Taking this into account, I view this as a weird exception that we have to live with because excessive compilation is harder to diagnose and reverse, and manually opting into nonspecialization would involve more work.

2 Likes

I don’t think we are in disagreement here that specializing on absolutely everything = bad. The question is really how far to push the specialization now that Julia has improved in other areas.

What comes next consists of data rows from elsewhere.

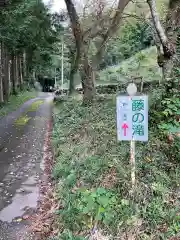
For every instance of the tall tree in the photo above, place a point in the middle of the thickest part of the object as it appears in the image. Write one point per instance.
(168, 36)
(104, 25)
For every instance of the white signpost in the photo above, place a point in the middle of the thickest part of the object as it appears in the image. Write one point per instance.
(132, 121)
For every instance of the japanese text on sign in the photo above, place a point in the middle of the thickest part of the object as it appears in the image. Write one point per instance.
(132, 118)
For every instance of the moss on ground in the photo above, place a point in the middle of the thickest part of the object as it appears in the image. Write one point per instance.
(16, 101)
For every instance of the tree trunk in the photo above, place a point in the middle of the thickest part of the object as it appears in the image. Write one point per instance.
(13, 74)
(167, 38)
(88, 82)
(75, 59)
(5, 72)
(24, 68)
(1, 80)
(19, 67)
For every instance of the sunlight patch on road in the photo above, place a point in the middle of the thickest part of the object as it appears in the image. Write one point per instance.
(22, 120)
(35, 105)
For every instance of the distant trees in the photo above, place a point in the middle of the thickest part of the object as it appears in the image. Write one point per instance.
(27, 38)
(168, 36)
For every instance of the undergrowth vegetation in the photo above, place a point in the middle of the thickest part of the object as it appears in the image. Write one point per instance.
(93, 176)
(15, 101)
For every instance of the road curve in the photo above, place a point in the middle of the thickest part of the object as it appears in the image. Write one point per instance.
(22, 135)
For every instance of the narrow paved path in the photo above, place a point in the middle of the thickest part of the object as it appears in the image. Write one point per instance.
(22, 135)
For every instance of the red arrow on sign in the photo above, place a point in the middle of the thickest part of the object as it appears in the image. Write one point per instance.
(125, 126)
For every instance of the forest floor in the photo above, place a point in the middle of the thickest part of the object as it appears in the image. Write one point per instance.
(92, 173)
(24, 135)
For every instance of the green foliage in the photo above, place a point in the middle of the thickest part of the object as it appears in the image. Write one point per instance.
(27, 26)
(170, 115)
(131, 39)
(93, 175)
(142, 65)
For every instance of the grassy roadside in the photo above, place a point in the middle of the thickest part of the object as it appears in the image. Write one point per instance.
(93, 178)
(16, 101)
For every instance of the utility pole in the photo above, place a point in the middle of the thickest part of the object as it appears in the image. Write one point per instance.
(55, 78)
(62, 62)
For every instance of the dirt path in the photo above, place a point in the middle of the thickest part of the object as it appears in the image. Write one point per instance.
(22, 135)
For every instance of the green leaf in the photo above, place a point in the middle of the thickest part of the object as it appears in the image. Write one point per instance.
(103, 201)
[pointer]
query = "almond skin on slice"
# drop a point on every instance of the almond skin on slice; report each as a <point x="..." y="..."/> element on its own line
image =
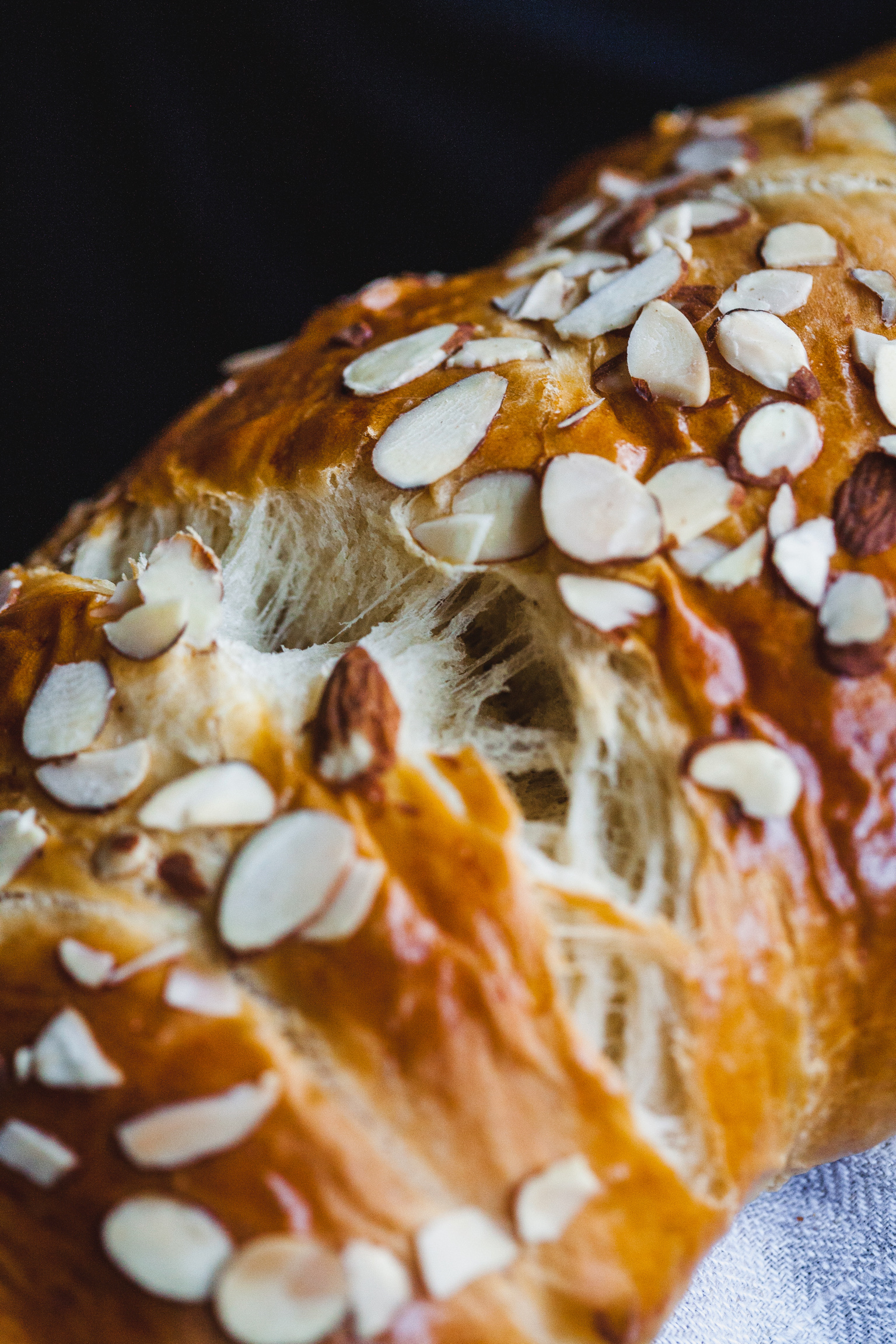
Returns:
<point x="762" y="777"/>
<point x="667" y="355"/>
<point x="170" y="1249"/>
<point x="436" y="437"/>
<point x="355" y="732"/>
<point x="866" y="507"/>
<point x="774" y="444"/>
<point x="799" y="245"/>
<point x="618" y="303"/>
<point x="513" y="502"/>
<point x="768" y="290"/>
<point x="594" y="511"/>
<point x="694" y="496"/>
<point x="284" y="878"/>
<point x="281" y="1288"/>
<point x="761" y="346"/>
<point x="68" y="711"/>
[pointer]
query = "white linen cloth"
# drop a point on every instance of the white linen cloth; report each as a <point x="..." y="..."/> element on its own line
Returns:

For functions, it is binary yes/no, but for Vararg it is a sliding scale along multiple axes. I would like to see hard data on where the optimal tradeoff is with current Julia and whether it makes sense to slide the scale further…

2 Likes

The CUDA example had plain args.... If all elements had the same type, you would get a specialization for the type, but if not, you specialize on only the first element and infer the rest as Any. Specializing over heterogeneous elements is justified in hot loops like repeated CUDA kernel calls, but special cases don’t make for general rules, and the general rule prevents severe compilation bloat.

Also worth mentioning that inference over runtime types can happen without specialization, as the docs for @nospecialize versus @nospecializeinfer show. Uncalled input functions, types, and obviously Vararg seem to work more like the latter based on the performance of subsequent code in callers. If there is ever a “what if we specialized on everything by default” benchmark made for updated versions of Julia, it’d be interesting to also test “what if we inferred over everything by default so we at least don’t store more compiled code”.